The data of the image is represented in octal notation, where each digit represents 3 bits. Using this format, each byte is written as three digits. The first digit represents the 1st and 2nd bits (most significant); the second digit represents the next 3 bits; the third digit represents the last 3 bits. For example: \014 is a single byte, whose bits are 00001100 (00 001 100). These are the first 8 bits of the top line of the exclamation point: you can see it is two pixels wide.
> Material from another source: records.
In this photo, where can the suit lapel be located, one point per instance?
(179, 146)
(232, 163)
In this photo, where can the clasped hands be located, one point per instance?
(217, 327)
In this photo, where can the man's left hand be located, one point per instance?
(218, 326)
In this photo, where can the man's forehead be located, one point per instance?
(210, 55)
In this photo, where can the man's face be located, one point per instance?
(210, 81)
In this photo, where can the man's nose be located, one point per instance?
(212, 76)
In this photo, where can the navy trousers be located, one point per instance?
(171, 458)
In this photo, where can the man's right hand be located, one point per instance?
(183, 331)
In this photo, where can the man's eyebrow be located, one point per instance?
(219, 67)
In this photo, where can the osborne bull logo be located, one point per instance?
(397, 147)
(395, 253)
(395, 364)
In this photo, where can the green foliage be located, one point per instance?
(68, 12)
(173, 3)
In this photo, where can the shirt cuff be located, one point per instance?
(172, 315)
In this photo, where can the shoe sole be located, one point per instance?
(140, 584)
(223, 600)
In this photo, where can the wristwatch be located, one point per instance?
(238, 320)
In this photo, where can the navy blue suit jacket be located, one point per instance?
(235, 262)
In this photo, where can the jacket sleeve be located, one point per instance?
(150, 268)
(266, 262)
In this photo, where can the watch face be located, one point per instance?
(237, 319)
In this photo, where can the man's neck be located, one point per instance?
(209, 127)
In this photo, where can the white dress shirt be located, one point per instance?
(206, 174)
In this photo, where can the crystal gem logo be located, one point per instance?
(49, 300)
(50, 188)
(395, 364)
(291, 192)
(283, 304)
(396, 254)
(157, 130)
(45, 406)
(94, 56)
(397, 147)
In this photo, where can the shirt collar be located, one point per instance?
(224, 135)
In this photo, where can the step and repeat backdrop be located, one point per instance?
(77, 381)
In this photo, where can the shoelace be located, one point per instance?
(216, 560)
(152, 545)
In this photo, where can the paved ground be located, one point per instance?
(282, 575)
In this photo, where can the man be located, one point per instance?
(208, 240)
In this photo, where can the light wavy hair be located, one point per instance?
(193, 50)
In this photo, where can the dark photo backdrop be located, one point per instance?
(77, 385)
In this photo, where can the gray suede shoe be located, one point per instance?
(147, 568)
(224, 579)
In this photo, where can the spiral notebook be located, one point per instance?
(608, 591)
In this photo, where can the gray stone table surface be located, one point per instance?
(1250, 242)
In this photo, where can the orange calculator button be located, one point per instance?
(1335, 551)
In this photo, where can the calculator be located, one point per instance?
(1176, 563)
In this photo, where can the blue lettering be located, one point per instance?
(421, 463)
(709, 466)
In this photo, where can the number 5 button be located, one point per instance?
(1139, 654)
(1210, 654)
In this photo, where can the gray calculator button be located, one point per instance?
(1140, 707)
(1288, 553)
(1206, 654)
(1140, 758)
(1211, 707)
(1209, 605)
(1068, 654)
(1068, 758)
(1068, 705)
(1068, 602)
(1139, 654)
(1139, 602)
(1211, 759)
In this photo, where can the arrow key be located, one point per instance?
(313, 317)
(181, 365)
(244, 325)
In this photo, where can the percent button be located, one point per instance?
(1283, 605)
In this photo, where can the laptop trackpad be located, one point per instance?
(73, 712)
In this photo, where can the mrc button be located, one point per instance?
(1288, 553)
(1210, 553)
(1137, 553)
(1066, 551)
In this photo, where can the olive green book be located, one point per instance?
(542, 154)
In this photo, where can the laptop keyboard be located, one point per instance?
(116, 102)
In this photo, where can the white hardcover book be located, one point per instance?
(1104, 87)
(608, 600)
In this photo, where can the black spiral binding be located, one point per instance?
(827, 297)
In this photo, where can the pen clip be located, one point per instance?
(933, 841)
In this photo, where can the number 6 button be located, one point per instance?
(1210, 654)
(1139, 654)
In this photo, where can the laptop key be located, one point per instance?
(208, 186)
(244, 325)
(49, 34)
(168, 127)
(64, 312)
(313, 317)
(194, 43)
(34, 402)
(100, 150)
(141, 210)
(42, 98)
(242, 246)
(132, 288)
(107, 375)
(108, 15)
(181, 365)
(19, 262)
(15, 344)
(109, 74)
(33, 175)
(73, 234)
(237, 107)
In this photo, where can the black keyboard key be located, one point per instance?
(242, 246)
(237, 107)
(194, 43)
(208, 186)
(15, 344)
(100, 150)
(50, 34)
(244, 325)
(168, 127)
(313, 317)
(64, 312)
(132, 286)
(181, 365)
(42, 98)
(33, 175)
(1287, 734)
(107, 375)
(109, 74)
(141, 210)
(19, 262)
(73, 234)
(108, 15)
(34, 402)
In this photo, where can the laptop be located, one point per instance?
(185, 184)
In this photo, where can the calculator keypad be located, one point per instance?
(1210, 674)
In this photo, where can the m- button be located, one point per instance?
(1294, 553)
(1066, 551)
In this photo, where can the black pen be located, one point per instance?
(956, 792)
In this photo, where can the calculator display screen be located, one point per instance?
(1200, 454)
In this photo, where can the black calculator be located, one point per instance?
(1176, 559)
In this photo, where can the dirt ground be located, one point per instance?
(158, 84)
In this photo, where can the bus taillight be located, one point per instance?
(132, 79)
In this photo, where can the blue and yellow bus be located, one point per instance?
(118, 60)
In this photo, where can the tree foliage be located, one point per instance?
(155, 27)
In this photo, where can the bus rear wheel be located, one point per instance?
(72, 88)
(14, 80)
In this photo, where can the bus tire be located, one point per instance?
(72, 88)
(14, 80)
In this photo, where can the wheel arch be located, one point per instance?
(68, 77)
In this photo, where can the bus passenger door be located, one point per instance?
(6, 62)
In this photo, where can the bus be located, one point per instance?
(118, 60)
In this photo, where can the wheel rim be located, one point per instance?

Here’s what the actual image looks like, using green to display an ‘on’ pixel in the bitmap. We generated this BMP file directly from font.c:

Font

The key function is font_get_char() which copies a single character from the font image into a buffer. It transforms the bits into pixels of the specified color. Read this function carefully, since you will use it in the next assignment.

Extension: Exploring Type Conversions

In this exploratory extension, you will be inspecting various integer types within gdb. You may want to review some slides from Monday’s lecture.

To start, cd into code/types and make the contents.

Before we get started, here are the gdb commands you’ll need to know:

If you see warnings that say Python Exception <type 'exceptions.ImportError'> No module named gdb.types: when you use these commands, you can ignore it. It’s looking for some scripting support (you can script gdb in Python!) and can’t find it. Since we’re not using Python we don’t care.

Outside of gdb, you can type in either of the following commands to run gdb commands from the get-go:

$ arm-none-eabi-gdb -x start.gdb types.elf
--OR--
$ arm-none-eabi-gdb --command=start.gdb types.elf

Inspect each of the *.gdb files. This shouldn’t take too long; once you’re done, start up gdb with the above command. Use source to run gdb commands for each of the integer types. Remember that on the arm 32-bit architecture a char is 8-bits, a short is 16-bits, an int (same as long) is 32-bits, and a long long is 64-bits.

The type of the result of a binary operational involving two types is summarized in the following table. The headers show the two operand types, and the cells show the resulting type.

Binary Conversion

Do these type conversions make sense?

Now try this:

(gdb) source -v uhoh.gdb

What in the world happened here?!

Check off with TA

At the end of the lab period, check off with a lab TA so you are properly credited for your work.